Nasser Saidi, for a long time the public voice of the Dubai International Financial Centre, is revelling in his new-found freedom.
“I’ve always been reform-minded, always been an innovator. At DIFC, on a number of occasions I felt constraints, and in the end I felt it was just too constraining,” he says.
Mr Saidi was the chief economist and head of external relations for Dubai’s financial hub for six years, but since September he has been doing his own thing as an independent consultant, adviser and commentator via his new organisation, Nasser Saidi and Associates.
He is drawing on his vast experience of the region – two previous jobs were the minister of economics in Lebanon and the vice governor of that country’s central bank- to offer new and “visionary” thinking on the economic, financial and (sometimes) political problems of the Middle East and North Africa.
“The DIFC was an attractive prospect because I believe the region needs more and better institutions. Since what I call the ‘Arab firestorm’ began, I believe we have missed the institutions to deal with those problems.”
As a member of the World Economic Forum’s council on institutional governance, he is one of the 1,000 or so experts assembled in Dubai this week to hammer out the agenda for the WEF’s annual meeting in Davos, Switzerland. Governance, one of Mr Saidi’s passions, will figure high on the Dubai schedule.
“The governance of global institutions has become a critical issue. The world’s economic geography has changed, and our institutions have not developed much beyond the models from Bretton Woods in 1945,” he says.
“The fact that regional institutions are now considering their own solutions, like a bank for the Bric countries, is a sign that global institutions are not working.”
In his final year at DIFC Mr Saidi became a proponent of the idea of an “Arab bank for reconstruction and development”, along the lines of similar institutions set up in Europe in the 1990s to deal with the economic effects of the end of communism.

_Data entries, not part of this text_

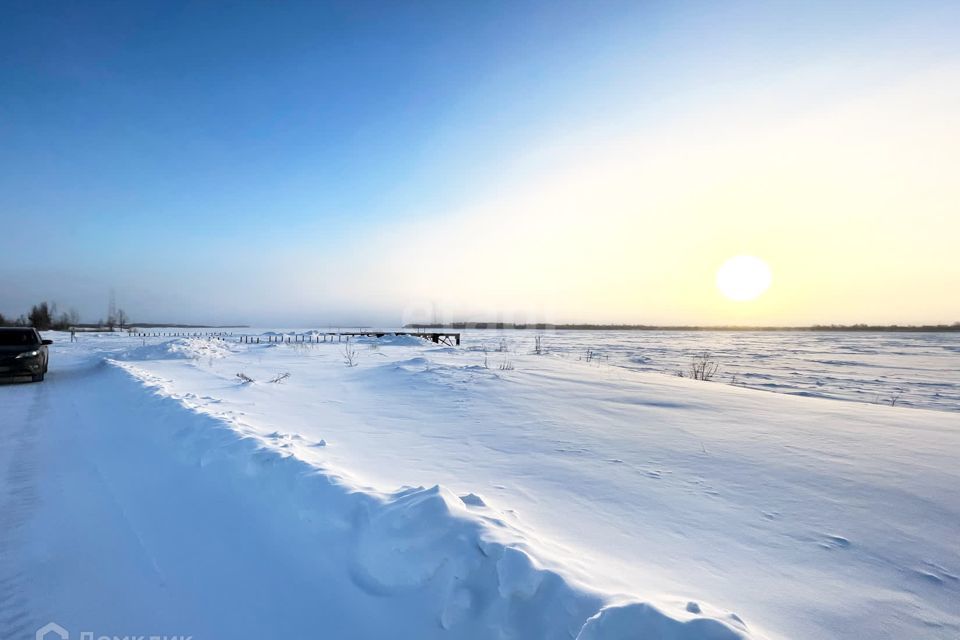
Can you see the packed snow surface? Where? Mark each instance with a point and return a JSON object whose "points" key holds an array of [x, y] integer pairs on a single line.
{"points": [[439, 492]]}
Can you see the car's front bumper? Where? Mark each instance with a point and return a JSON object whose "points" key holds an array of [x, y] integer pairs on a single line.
{"points": [[12, 367]]}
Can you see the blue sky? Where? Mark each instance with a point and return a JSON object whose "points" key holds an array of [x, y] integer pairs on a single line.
{"points": [[242, 161]]}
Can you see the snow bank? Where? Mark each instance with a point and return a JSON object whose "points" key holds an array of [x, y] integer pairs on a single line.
{"points": [[177, 349], [464, 565]]}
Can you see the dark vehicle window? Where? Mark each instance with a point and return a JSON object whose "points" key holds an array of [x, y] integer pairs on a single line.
{"points": [[17, 338]]}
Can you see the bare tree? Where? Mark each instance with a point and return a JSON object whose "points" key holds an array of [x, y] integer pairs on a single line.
{"points": [[703, 368], [349, 354]]}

He is now, if anything, even more enthusiastic about the idea.
“I strongly believe in the creation of such an Arab financial institution. This could be a defining moment for the GCC region. It’s virtually an Arab equivalent of the Marshall Plan that helped Europe to recover from the Second World War.
“There is no doubt the GCC has the resources to do this, but it needs a champion to push the idea. I believe the UAE and Qatar could be the champions in this case.”

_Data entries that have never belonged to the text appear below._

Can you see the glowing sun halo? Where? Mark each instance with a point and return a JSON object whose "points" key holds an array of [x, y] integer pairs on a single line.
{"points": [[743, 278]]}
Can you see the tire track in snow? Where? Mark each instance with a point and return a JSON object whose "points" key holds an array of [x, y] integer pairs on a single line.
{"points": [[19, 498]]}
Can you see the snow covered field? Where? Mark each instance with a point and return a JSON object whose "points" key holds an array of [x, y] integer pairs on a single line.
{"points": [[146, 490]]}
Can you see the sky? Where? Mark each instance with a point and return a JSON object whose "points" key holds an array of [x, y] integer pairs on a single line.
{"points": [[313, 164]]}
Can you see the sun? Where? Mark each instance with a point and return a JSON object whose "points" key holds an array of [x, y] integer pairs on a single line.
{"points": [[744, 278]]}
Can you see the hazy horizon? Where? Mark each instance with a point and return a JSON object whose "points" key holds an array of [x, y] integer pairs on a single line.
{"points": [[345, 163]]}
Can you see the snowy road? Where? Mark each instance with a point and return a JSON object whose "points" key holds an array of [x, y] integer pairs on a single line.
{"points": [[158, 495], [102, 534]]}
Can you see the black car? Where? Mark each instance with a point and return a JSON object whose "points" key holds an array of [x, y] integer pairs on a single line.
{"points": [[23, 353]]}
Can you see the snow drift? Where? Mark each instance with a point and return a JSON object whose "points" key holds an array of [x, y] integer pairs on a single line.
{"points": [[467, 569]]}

In general, he is critical of the traditional economic policy of the GCC states.
“They have based it on running budget surpluses from natural resources, but it is not really a surplus,” he says.
“Energy resources present unique opportunities to invest in infrastructure and human capital like education and employment. There has not been enough investment to compensate for the depletion of natural resources.
“The current strategy in a country like Saudi Arabia is a bit like selling off part of your house every year to fund current expenditure. In the end, you have no house.”
He believes the UAE has had a better approach, with greater investment in infrastructure and social projects.
But the region, including the Emirates, missed an opportunity from the 2008-2009 financial crisis, he believes.
“If the GCC had proper financial markets then, it could have injected more liquidity more efficiently into regional economies. Now, regional banks still go to US and European markets to raise debt, when there is lots of capital at home,” he says.
“For the first time in their history, the Arabs had the opportunity to own and control their own wealth, but they didn’t take it. They should grow their own financial markets and then the rest of the world would have to come to us.”
One area in particular he regards as an opportunity is the creation of a clearing centre in Dubai for the Chinese currency.
“With the shifts in economic power, there is no reason to pay for Chinese trade in dollars or euros. The yuan-clearing business should be based in the UAE.”
His new organisation will draw on the extensive contacts book Mr Saidi has built up, with input from associates from the IMF, the World Bank and various global academic institutions.
In addition to one of his pet subjects of the DIFC years – the need for better corporate governance – the new firm will also focus on new ways for small companies to raise capital and participate in equity markets.
A plan to roll out a smaller equity platform across North Africa and some GCC states, is being considered.
He is also considering ways for smaller entrepreneurs in the Middle East to raise capital via the internet, similar to the US film industry’s “crowd funding” techniques.